Thursday, February 28, 2008

Times v Sullivan

1. What is the significance of Times v. Sullivan:
· In American history? Opening up civil rights reporting, due process, actual malice.
· To lawyers? Get to argue more; but some more restrictions
· To working journalists? Get to say some negative things (as facts) without fearing as many lawsuits
· To you? Not much.
2. What were the rules of libel law for working journalists before Times v. Sullivan?
Restricted reporting of civil rights cases in southern U.S. And it was easier to claim defamation or libel for whatever reason.

3. What is "actual malice," and how did it change the rules?
During time of trial, didn’t have to prove actual malice to collect damages… so made it feel like publishers had to check all the facts in everything they published.
4. How could you cover Illinois statehouse politics if Times v. Sullivan hadn't been decided the way it was?
Wouldn’t be any reporting about politics in IL… since you pretty much couldn’t say anything bad.

Tuesday, February 26, 2008

Tradition, tradition. (Did I just plagiarize "Fiddler on the Roof"?)
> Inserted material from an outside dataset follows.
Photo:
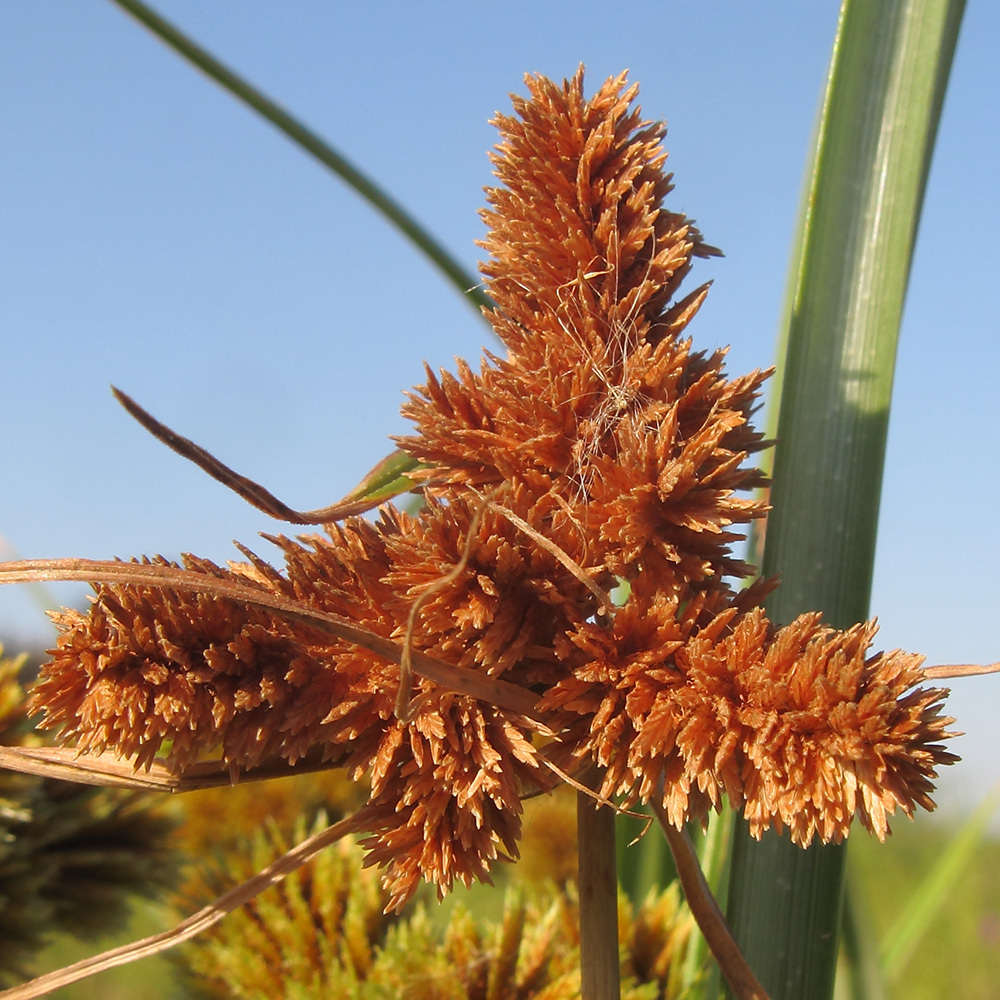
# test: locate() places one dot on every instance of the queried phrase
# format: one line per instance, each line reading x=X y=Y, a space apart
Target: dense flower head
x=601 y=451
I definitely don't spend a lot of time listening to political speeches, but since when do people expect speakers to cite sources? Informative academic lectures are clunky because it's all "according to", "Dr. Famous So-and-so says", blah, blah, blah. Academic writing and lecturing is drastically different than political speaking (or motivational speaking).
Political speeches are supposed to be persuasive. Regardless of your views on Obama, you have to acknowledge what an engaging speaker he is. He has an oratory style similar to black southern preachers. One common trait in that tradition is to weave quotes and phrases of popular culture into the speech.
I guess I don't get what the issue is here. This has decades of historical precedent. This is tradition.